How To Train Your Mind To Recognize the Love All Around You
Valentine’s Day has a perverse way of making some people feel not just unloved, but unworthy. Seeing stacks of heart-shaped candy boxes and sentimental cards at the grocery store, or specials for roses at the florist, may confront them with the feeling that they wish they had someone to send these to or someone from whom they could expect these from.
I wrote Real Love to be an antidote to that kind of despair. These lurid expressions of love on a heavily commercial day are not a true measure of one’s connection to the world. My goal was to open your eyes to the abundance of love that is all around you and how love is a capacity within, an experience that you can create, rather than something you have to wait to be given.
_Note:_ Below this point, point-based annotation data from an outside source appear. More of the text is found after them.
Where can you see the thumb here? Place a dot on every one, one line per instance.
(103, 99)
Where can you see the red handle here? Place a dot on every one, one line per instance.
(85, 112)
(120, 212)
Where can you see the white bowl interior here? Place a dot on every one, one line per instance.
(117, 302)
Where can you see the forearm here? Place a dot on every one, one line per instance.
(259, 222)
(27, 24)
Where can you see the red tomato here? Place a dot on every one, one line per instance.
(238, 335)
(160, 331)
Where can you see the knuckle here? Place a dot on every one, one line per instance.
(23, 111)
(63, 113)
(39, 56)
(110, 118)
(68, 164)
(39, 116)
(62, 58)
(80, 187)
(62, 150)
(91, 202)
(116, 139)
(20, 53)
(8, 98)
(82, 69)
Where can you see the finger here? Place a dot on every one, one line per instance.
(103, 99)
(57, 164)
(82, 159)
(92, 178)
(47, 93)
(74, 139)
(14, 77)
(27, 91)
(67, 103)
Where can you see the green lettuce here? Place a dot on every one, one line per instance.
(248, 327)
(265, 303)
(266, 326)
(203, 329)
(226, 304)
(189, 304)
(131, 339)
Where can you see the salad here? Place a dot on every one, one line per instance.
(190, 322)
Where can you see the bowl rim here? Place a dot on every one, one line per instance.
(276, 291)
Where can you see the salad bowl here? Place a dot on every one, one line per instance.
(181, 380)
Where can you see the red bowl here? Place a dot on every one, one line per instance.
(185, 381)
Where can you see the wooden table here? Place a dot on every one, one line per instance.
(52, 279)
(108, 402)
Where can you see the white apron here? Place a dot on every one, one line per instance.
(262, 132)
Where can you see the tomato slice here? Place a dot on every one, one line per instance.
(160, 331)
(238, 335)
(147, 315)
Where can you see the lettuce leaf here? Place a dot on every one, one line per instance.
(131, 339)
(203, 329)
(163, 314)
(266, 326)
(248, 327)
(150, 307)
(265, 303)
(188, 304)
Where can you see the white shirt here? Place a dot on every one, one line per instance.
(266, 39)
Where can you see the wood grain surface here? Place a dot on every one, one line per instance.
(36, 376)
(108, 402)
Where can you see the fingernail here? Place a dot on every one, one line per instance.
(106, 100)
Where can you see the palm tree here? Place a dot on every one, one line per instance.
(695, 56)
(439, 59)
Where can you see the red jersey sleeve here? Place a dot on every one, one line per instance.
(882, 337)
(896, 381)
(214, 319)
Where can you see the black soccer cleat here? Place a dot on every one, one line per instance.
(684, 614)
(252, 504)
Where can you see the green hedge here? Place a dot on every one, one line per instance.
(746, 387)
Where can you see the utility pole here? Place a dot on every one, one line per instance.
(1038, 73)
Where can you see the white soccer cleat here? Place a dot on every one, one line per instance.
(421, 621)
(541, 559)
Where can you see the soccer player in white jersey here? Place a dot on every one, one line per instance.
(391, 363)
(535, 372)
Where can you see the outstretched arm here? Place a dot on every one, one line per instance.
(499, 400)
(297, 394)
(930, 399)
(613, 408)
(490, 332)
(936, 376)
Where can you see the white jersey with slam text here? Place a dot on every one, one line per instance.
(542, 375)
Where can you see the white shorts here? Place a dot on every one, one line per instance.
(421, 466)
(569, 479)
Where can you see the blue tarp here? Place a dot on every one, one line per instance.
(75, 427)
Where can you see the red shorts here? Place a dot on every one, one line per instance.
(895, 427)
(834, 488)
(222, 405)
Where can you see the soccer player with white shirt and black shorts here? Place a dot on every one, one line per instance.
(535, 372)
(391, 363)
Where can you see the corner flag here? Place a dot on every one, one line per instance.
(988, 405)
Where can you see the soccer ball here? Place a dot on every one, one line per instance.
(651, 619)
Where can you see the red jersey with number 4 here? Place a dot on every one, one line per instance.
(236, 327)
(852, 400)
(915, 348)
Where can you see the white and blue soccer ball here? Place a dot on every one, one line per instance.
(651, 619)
So in this season, with this day devoted to acknowledging love, come with me to the wider world where love is abundant and close at hand. There is no need to yearn fretfully for it and wonder why it isn’t here — it is right here if you view your world in a different way.
All love is a deep and often wordless connection, a resonance of the soul. Love lifts us up, ennobles the moment, and reinforces our sense of safety. I have found this quality in friendships, in nature, and in my connection to a world bigger and more complex than me.
What is clear from my conversations and research, is that love has many faces. One man said that when we love another person, we strive for 50-50, but that the love he shares with his dog is 100-100: They are always happy to see each other, eager to spend time together, and comfortable in shared silence. One woman, a widow whose children were launched, felt love in caring for her elderly dad. He is frail, but still vain, embarrassed by having to use his walker. When they go to his favorite breakfast spot, love is her taking his arm, walking tenderly and slowly by his side up the handicapped ramp, and ushering him into his favorite booth. After she has taken her seat across from him, he always says, “You take care of me.” In that, she hears, “I love you.”
Love is a practice. Sometimes you may want to walk away thinking that it demands too much of you. You may think: Why bother? Love has not been giving you what you were seeking. I have been very moved by the words of parents whose beloved children have become addicted to drugs. They must speak of loving unconditionally — in the same breath as they talk about setting boundaries and caring for one’s self. When I described my expansive sense of love, one mother said it sounded simple, but not easy.
Love is simple and abundant, but it is not always in the places we look for it. What could be simpler than taking a walk in the park, disconnecting from the urgencies of the plugged-in world, and letting your body absorb the clean air, the filtered light, and the expanses of green and trees? Yet it is not easy to claim the time or clear your mind to just see the world around you without expectation and without judgment.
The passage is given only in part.